Aldehydes bind to the H2S in a reaction across the aldehyde double bond. The most commonly used aldehyde is formaldehyde; alternatives include glyoxal, acrolein, and gluteraldehyde. In general, aldehydes are not used due to their high toxicity, potential to create explosive environments, carcinogenic nature, and handling issues. Glyoxal has lower environmental impact than other aldehydes, but is known to cause hydrate formation. HMTA (hexamethylenetetramine) is a safer alternative used in acid stimulation, but it produces an oily film that makes it problematic for many applications. Some aldehydes can reversibly react at higher temperatures, releasing H2S back into the system.
Triazine is the most commonly used non-regenerative liquid H2S scavenger used in the industry. Reaction byproducts are biodegradable and can be disposed of in overboard waters. Unreacted triazine is highly toxic to aquatic life and overtreatment should be minimized to the extent possible. Reaction products are soluble in oil or water phase, depending on the vendor-specific formulation. In high calcium waters, triazine can cause carbonate scaling due to increase of the system pH. Direct injection application has limited efficiency as to H2S dissolving into the product is the rate-limiting step; contactor/bubbler towers or wetted media can easily double H2S removal efficiencies, but increase the footprint of the system.

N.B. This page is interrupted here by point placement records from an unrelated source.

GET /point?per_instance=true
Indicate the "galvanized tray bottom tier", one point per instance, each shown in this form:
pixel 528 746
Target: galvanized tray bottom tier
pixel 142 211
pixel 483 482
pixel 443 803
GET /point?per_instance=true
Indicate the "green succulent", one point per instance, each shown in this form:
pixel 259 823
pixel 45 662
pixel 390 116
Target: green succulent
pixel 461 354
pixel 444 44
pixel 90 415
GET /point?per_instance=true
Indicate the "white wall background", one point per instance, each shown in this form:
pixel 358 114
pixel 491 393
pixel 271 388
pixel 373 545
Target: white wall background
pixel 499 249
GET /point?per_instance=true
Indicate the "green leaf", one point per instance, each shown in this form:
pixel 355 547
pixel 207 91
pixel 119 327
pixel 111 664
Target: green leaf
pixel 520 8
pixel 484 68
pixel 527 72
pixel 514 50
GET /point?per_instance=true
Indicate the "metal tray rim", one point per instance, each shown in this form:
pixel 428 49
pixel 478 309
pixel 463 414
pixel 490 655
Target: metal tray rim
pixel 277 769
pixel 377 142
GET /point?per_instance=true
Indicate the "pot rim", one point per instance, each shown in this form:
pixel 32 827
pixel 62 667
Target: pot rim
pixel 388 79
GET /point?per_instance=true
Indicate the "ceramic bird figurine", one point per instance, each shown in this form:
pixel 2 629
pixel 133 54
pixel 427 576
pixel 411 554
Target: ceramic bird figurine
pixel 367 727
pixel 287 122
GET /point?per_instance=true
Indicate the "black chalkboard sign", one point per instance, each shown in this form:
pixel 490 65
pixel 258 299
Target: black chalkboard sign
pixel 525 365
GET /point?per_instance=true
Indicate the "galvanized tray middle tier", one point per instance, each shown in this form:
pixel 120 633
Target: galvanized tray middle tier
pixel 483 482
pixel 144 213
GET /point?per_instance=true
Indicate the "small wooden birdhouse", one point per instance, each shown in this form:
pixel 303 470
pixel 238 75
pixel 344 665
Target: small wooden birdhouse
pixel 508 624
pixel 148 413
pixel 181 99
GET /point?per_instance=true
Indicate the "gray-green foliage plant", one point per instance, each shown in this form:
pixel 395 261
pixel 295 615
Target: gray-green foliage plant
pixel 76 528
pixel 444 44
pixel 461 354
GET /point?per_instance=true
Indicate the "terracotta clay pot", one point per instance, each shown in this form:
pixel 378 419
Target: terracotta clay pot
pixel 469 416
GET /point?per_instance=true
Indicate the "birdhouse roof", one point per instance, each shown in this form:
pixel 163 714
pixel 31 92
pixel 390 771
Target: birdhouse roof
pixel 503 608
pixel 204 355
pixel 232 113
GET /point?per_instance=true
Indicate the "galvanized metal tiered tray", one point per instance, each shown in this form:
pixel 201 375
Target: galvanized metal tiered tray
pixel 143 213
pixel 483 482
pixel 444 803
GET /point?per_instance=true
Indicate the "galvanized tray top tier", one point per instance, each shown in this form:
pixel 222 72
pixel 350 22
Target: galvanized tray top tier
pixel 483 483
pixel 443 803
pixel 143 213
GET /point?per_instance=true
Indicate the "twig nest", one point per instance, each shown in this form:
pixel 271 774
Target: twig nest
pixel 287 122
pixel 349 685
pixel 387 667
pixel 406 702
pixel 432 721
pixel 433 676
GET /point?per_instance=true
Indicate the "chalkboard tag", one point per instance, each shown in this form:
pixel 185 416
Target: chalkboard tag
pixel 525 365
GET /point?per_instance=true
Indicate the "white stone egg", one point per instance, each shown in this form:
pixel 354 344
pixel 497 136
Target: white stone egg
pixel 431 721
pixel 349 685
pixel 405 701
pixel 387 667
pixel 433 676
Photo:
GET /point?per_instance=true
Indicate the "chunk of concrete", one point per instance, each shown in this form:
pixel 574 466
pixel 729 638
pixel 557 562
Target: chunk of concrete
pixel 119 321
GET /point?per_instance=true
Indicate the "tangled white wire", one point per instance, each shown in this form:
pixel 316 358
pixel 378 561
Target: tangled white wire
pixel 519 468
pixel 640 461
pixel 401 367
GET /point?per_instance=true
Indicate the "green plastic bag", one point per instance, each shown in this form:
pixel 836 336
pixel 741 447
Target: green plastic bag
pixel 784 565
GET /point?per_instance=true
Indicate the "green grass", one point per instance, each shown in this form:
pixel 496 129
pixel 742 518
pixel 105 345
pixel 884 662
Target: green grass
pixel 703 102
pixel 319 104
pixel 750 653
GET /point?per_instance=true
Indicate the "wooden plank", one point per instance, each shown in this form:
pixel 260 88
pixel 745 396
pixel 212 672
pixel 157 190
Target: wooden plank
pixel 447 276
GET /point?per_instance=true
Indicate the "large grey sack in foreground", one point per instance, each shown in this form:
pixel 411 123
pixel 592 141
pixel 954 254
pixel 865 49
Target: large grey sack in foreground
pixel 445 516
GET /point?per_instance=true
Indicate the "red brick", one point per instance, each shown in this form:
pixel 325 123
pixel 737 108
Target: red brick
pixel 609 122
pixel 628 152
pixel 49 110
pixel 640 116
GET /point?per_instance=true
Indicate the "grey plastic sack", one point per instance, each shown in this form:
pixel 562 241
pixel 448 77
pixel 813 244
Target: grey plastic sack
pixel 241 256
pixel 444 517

Non-regenerative: Other Options
Buffered nitrate/nitrite solutions have similar removal capacity compared to triazine. While cheaper than triazine, calcium nitrate produces nitrogen oxides, nitric acid, and insoluble precipitates from reacting with H2S.
Caustics can be used to strip H2S from gas. The removal capacity of caustics is significantly lower than other options and caustic poses safety risks.
Bisulfides can be used, but produce colloidal sulfur resulting in severe corrosion problems.
Strong oxidizers, like caustics, poses safety risks for use and handling. The reaction rate is very rapid, making oxidizers a good solution for very low levels of H2S.
Combinations of amines and aldehydes can be used to create in-situ formaldehyde for H2S scavenging. This reduces the environmental issues of formaldehyde, but maintains the usage issues of both aldehydes and amines. Performance is limited by the rate at which the aldehyde and amine react to form the free formaldehyde.
Biological processes selectively remove H2S by utilizing it in bacterial respiration, converting it to mercaptanes or elemental sulfur and sulfate. The operating temperature range is very limited due to the biological nature of the process. Exotic metallurgy is required for the equipment in this process. It is effective at removing up to 40 tons per day of H2S, but is only viable when sulfur recovery byproducts are economically disposed of or sold off.
While a variety of H2S removal methods exist, selecting the best method for a facility involves demand, space, and CAPEX/OPEX considerations. The most commonly used method for the oil & gas industry tend to be liquid scavengers in the form of amine towers or triazine direct injection. If footprint space allows, triazine contactor towers can greatly increase efficiency and reduce OPEX.